Le patron de Renault règle ses comptes avec l'Etat devant ses actionnaires

Xavier Trudeau
Juin 14, 2019

"Le ministre des Finances Bruno Le Maire a assuré jeudi matin que l'État n'avait " pas fait capoter " ce mariage entre Renault et Fiat Chrysler (FCA), juste avant une rencontre à Bercy avec le président du constructeur automobile français, Jean-Dominique Senard".

La firme japonaise, qui a confirmé lundi avoir reçu une lettre de Renault l'informant de son intention de s'abstenir lors de votes relatifs aux changements de gouvernance qu'elle soumettra à son assemblée générale à la fin du mois, a jugé "hautement regrettable" la position du constructeur français.

"Il n'y aura pas de réussite du groupe Renault sans réussite de l'Alliance" avec Nissan et Mitsubishi, a affirmé M. Senard, qui a récemment échoué à mener à bien un projet de mariage avec Fiat Chrysler (FCA) en raison des réticences de Nissan et de l'État français, premier actionnaire de Renault. De fait, une foule de petits actionnaires a rempli le Palais des Congrès, à Paris.

Il s'agissait de la première AG depuis la chute de Carlos Ghosn, embourbé dans une affaire de malversations présumées au Japon.

L'affaire Ghosn aura aussi coûté cher aux actionnaires de Renault.

"J'ai rarement vu un principe de fusion qui pouvait apporter des synergies aussi fortes, et en plus elles n'étaient pas négatives sur le plan social et humain et, au contraire, mett (ai) ent en valeur les plateformes Renault", a-t-il poursuivi.

Mais certains actionnaires reprochent aux administrateurs de Renault de ne pas avoir suffisamment exercé leur vigilance quant à la gestion de Carlos Ghosn.

Renault a annoncé récemment qu'il envisageait des poursuites contre l'ancien patron pour avoir engagé 11 millions d'euros de dépenses suspectes au sein d'une filiale commune avec Nissan, basée auxPays-Bas. En voyant l'abstention des administrateurs de Nissan, l'Etat avait pourtant demandé le report du vote au Conseil d'administration de Renault.

Il a révélé que c'était le ministre de l'Economie Bruno Le Maire qui lui avait "suggéré il y a quelques mois de prendre contact avec les dirigeants de Fiat Chrysler". Bruno Le Maire a annoncé que "les discussions pourront reprendre une fois que l'alliance entre Renault et Nissan aura été renforcée".

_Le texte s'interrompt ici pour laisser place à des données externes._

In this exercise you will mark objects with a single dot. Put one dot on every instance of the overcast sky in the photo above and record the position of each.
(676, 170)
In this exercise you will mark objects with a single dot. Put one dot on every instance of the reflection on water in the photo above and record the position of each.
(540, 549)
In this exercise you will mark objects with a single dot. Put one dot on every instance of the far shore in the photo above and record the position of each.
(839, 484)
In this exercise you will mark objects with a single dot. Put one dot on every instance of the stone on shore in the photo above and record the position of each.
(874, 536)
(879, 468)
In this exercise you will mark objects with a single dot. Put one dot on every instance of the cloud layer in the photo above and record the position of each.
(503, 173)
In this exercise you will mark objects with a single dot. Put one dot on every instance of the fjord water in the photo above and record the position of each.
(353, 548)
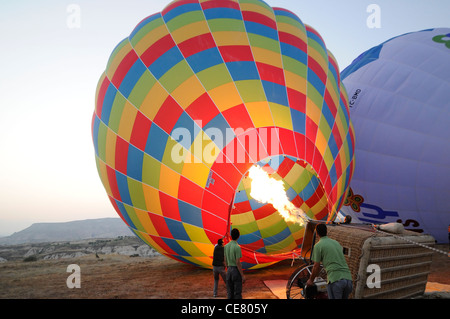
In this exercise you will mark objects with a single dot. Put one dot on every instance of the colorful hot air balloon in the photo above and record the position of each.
(193, 98)
(399, 96)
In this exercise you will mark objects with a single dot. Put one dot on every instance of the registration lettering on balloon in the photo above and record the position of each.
(198, 94)
(402, 125)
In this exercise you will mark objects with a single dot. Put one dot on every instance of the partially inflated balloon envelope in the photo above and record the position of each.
(399, 96)
(194, 97)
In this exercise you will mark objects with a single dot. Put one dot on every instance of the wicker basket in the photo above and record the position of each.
(404, 265)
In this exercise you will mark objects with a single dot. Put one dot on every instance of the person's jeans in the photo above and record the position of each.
(218, 271)
(340, 289)
(234, 283)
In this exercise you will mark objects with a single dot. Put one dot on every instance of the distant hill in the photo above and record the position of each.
(68, 231)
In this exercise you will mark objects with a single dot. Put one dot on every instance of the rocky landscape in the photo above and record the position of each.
(121, 245)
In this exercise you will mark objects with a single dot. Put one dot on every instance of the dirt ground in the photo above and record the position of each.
(117, 276)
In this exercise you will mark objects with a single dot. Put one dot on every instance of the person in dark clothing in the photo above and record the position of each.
(235, 274)
(218, 265)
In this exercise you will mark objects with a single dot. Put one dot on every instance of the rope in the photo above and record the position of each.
(375, 227)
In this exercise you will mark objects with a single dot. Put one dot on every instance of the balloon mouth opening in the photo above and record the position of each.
(273, 228)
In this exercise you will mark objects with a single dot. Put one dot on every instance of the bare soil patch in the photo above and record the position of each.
(124, 277)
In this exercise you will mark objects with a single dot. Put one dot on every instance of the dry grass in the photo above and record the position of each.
(117, 276)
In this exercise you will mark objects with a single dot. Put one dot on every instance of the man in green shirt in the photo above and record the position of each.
(235, 275)
(330, 253)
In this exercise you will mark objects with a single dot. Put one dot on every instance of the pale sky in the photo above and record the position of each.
(52, 55)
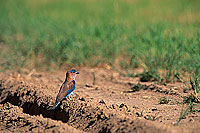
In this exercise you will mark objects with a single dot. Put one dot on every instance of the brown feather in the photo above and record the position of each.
(68, 84)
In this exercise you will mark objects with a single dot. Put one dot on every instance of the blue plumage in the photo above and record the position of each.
(67, 87)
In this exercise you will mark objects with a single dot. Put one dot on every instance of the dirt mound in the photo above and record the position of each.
(27, 107)
(104, 101)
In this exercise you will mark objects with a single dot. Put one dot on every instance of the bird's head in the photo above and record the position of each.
(72, 74)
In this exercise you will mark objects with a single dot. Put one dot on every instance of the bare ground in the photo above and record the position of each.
(103, 102)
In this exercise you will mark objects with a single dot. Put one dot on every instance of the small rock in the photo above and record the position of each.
(145, 97)
(87, 85)
(154, 109)
(82, 99)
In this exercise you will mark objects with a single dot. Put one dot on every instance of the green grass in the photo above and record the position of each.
(152, 34)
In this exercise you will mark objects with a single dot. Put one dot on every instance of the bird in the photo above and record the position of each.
(67, 88)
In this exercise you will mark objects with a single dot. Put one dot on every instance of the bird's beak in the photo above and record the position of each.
(77, 72)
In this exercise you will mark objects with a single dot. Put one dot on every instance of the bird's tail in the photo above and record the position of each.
(55, 105)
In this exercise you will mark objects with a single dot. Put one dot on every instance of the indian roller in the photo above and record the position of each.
(67, 88)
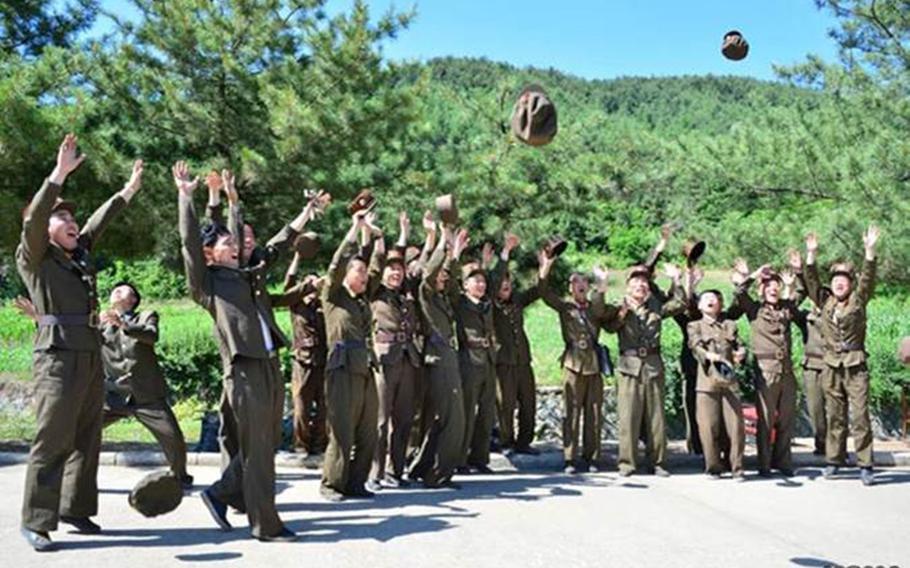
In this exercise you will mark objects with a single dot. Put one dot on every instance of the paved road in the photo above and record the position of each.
(505, 520)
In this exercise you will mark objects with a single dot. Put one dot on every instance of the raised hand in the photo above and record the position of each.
(182, 179)
(429, 225)
(811, 243)
(794, 260)
(68, 159)
(135, 181)
(870, 237)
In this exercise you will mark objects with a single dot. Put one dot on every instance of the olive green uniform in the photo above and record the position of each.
(395, 323)
(513, 365)
(61, 477)
(717, 399)
(845, 376)
(442, 448)
(582, 384)
(248, 340)
(308, 350)
(136, 384)
(640, 382)
(774, 379)
(351, 398)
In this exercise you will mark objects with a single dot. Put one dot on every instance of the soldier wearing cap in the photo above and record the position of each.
(513, 362)
(395, 325)
(846, 377)
(54, 261)
(640, 384)
(770, 319)
(248, 341)
(442, 448)
(134, 380)
(308, 359)
(477, 363)
(580, 318)
(351, 396)
(715, 342)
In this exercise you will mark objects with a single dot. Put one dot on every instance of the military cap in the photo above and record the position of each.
(555, 246)
(447, 209)
(735, 46)
(692, 251)
(639, 270)
(903, 351)
(534, 117)
(843, 269)
(363, 200)
(157, 493)
(307, 245)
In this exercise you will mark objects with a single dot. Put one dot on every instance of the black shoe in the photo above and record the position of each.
(216, 508)
(330, 494)
(394, 482)
(360, 493)
(84, 525)
(39, 540)
(286, 535)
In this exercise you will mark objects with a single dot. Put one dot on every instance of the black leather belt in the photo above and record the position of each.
(74, 320)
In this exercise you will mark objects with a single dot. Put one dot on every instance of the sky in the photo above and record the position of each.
(602, 39)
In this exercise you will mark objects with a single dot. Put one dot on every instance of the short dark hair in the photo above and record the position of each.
(212, 232)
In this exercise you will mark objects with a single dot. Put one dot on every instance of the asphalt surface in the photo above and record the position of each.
(503, 520)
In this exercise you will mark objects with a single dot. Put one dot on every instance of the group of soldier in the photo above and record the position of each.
(404, 357)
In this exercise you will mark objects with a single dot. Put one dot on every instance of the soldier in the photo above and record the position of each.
(395, 324)
(715, 343)
(135, 383)
(53, 259)
(846, 377)
(477, 363)
(351, 399)
(640, 384)
(513, 363)
(580, 319)
(775, 382)
(248, 341)
(308, 349)
(442, 448)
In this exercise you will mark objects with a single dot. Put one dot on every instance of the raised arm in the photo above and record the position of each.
(191, 241)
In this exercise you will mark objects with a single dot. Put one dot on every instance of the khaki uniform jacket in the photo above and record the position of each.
(396, 318)
(347, 318)
(639, 329)
(771, 330)
(509, 322)
(843, 323)
(57, 284)
(128, 355)
(580, 328)
(713, 336)
(441, 344)
(228, 294)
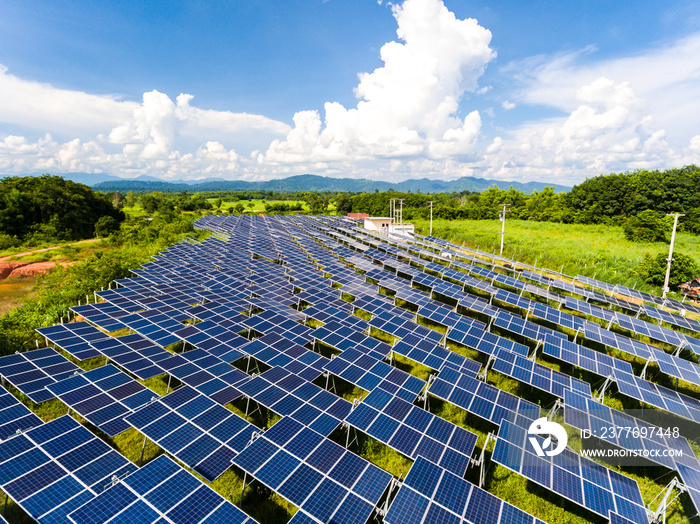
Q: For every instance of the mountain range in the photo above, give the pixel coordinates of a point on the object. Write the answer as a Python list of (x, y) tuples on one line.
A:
[(102, 182)]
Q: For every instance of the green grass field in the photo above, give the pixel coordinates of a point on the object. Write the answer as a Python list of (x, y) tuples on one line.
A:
[(580, 249), (599, 250)]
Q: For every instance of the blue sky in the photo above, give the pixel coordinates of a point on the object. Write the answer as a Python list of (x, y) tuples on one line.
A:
[(422, 88)]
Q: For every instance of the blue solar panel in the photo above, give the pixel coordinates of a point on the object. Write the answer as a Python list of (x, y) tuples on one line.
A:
[(196, 430), (14, 416), (575, 478), (413, 431), (103, 396), (52, 469), (288, 394), (323, 479), (482, 399), (32, 370), (433, 494), (74, 338), (159, 492), (369, 373)]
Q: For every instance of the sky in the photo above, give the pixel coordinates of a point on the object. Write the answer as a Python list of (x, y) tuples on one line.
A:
[(249, 90)]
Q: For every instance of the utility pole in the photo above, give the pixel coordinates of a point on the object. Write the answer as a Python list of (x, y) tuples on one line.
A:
[(502, 216), (431, 218), (670, 251)]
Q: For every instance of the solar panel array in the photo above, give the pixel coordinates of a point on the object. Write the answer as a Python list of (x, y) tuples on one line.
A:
[(575, 478), (32, 370), (413, 431), (103, 396), (161, 491), (433, 494), (15, 417), (320, 477), (51, 470), (196, 430)]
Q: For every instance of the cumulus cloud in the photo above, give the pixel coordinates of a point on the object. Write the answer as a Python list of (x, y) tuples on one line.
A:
[(408, 107)]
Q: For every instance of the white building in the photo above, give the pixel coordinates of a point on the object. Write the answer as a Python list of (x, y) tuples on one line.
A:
[(379, 224), (386, 226)]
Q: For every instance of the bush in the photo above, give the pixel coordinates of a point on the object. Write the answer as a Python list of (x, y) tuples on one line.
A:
[(647, 226), (653, 269)]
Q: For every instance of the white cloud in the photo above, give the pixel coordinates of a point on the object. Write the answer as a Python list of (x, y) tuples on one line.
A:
[(408, 107)]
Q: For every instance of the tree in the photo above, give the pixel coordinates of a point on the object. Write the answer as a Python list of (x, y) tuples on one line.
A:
[(653, 269), (105, 226), (317, 203), (647, 226)]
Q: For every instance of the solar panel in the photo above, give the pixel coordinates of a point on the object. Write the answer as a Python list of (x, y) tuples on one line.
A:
[(658, 396), (369, 373), (159, 492), (432, 355), (15, 417), (476, 338), (320, 477), (103, 396), (200, 433), (587, 414), (537, 375), (207, 373), (288, 394), (30, 371), (74, 338), (54, 468), (523, 327), (103, 314), (583, 357), (482, 399), (433, 494), (575, 478), (413, 431)]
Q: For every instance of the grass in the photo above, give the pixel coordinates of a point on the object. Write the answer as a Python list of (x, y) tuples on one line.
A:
[(586, 249)]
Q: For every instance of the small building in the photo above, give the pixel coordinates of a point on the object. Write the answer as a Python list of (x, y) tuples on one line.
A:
[(691, 289), (379, 224)]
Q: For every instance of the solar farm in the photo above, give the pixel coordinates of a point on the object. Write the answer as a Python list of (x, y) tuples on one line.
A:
[(339, 335)]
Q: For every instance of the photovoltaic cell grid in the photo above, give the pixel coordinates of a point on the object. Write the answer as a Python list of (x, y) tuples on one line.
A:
[(53, 469), (194, 429), (74, 338), (30, 371), (346, 338), (583, 413), (413, 431), (369, 373), (433, 495), (14, 416), (103, 314), (103, 396), (320, 477), (482, 399), (161, 492), (658, 396), (288, 394), (585, 358), (276, 350), (206, 373), (575, 478), (432, 355), (537, 375)]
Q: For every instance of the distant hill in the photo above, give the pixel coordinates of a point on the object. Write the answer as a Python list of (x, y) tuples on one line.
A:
[(321, 183)]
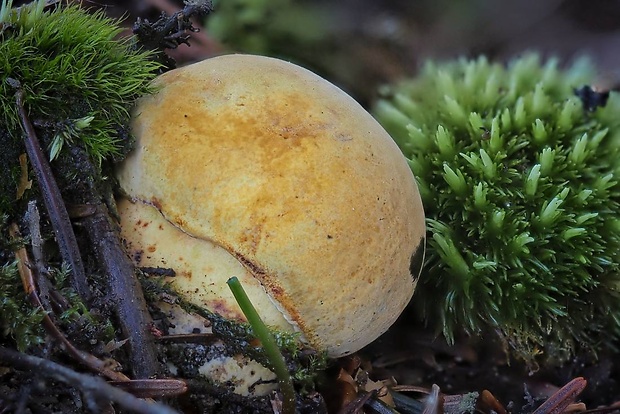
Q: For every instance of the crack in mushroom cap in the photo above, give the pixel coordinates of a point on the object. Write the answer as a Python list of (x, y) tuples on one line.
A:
[(293, 178)]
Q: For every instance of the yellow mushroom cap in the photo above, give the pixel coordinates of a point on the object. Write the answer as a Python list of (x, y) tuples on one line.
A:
[(254, 167)]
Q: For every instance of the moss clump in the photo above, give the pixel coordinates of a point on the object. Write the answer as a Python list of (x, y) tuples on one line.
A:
[(520, 184), (79, 80)]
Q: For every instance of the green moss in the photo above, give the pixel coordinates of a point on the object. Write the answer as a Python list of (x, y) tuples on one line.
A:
[(19, 321), (73, 68), (520, 187), (268, 27)]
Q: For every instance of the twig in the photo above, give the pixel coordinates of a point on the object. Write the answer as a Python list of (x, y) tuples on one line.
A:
[(24, 267), (86, 383), (123, 286), (168, 32), (564, 397), (52, 199)]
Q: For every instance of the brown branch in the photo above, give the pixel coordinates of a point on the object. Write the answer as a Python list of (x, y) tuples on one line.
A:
[(53, 201), (122, 284), (88, 384), (24, 266)]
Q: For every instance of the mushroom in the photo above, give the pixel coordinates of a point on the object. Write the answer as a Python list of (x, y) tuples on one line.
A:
[(254, 167)]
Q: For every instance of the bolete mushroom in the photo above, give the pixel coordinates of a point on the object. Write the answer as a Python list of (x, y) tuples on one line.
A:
[(254, 167)]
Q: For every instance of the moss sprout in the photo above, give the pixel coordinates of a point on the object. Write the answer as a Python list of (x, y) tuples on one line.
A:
[(519, 179), (80, 80)]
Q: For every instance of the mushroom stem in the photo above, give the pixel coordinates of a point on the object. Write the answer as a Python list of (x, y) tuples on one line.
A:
[(269, 345)]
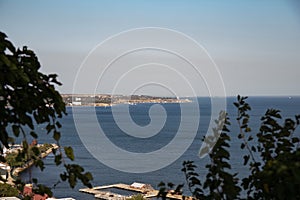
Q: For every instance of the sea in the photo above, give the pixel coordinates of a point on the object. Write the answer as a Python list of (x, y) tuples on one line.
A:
[(148, 170)]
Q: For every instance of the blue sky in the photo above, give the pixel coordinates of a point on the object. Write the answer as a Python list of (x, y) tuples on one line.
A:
[(255, 44)]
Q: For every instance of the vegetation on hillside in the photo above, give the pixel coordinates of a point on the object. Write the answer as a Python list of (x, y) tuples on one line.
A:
[(29, 98)]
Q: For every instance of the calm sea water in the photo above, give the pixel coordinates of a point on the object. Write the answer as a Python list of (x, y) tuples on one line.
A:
[(105, 175)]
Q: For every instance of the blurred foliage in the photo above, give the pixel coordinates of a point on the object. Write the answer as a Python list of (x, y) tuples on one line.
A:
[(136, 197), (7, 190), (272, 156), (29, 98)]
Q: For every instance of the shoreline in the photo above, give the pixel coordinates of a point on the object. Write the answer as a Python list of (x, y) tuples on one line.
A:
[(29, 164)]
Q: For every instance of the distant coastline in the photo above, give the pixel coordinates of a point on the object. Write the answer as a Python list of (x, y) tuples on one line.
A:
[(104, 100)]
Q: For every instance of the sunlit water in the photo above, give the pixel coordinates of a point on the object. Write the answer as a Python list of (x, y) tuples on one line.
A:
[(104, 175)]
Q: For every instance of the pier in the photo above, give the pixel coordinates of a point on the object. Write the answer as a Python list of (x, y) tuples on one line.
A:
[(100, 192)]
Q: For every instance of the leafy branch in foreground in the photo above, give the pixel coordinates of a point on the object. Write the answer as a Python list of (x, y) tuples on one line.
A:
[(29, 98), (273, 157)]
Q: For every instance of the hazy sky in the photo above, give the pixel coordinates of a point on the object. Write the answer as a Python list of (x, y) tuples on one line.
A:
[(255, 44)]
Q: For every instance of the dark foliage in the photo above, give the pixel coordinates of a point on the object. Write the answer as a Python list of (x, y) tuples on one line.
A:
[(28, 97)]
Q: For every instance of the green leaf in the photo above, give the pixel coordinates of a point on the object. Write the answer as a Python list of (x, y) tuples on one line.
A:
[(16, 130), (33, 134), (56, 135), (69, 152)]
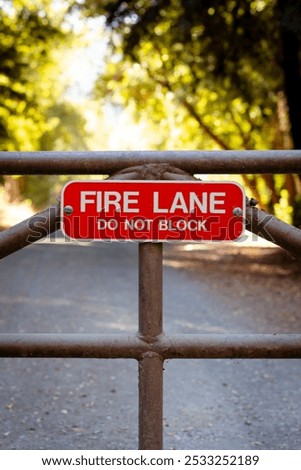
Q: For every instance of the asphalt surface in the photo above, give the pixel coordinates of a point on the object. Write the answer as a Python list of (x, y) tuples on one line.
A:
[(92, 404)]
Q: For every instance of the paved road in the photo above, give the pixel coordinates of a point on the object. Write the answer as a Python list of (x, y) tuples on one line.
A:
[(92, 404)]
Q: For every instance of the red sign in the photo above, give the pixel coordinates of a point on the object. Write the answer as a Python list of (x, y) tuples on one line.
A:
[(153, 210)]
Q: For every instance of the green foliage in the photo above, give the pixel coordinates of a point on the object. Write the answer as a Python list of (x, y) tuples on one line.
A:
[(33, 114), (205, 74), (27, 37)]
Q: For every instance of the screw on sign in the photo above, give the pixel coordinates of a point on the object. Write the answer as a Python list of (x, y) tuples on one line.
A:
[(153, 210)]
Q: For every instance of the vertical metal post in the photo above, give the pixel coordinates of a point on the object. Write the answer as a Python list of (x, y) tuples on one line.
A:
[(151, 365)]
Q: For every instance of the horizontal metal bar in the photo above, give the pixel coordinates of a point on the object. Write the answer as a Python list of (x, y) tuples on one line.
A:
[(108, 162), (206, 346), (272, 229), (29, 231)]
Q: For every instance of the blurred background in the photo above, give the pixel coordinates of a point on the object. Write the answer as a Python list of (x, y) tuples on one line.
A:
[(160, 74)]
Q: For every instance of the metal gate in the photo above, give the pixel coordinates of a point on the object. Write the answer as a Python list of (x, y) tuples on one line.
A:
[(150, 347)]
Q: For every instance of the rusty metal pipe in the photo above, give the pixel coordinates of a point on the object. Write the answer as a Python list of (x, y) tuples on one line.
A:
[(272, 229), (108, 162), (104, 346), (29, 231), (150, 331), (186, 346), (150, 291)]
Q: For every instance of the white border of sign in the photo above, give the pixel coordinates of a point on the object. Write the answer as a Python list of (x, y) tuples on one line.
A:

Le président de Renault, Jean-Dominique Senard, a taclé à plusieurs reprises Bercy, son actionnaire, lors de son discours mercredi soir devant l'Assemblée générale de Renault. Cependant, le ministre a indiqué que "tant que l'État sera actionnaire de référence de Renault, il jouera pleinement son rôle d'actionnaire de référence". Et 2019 s'annonce bien plus difficile.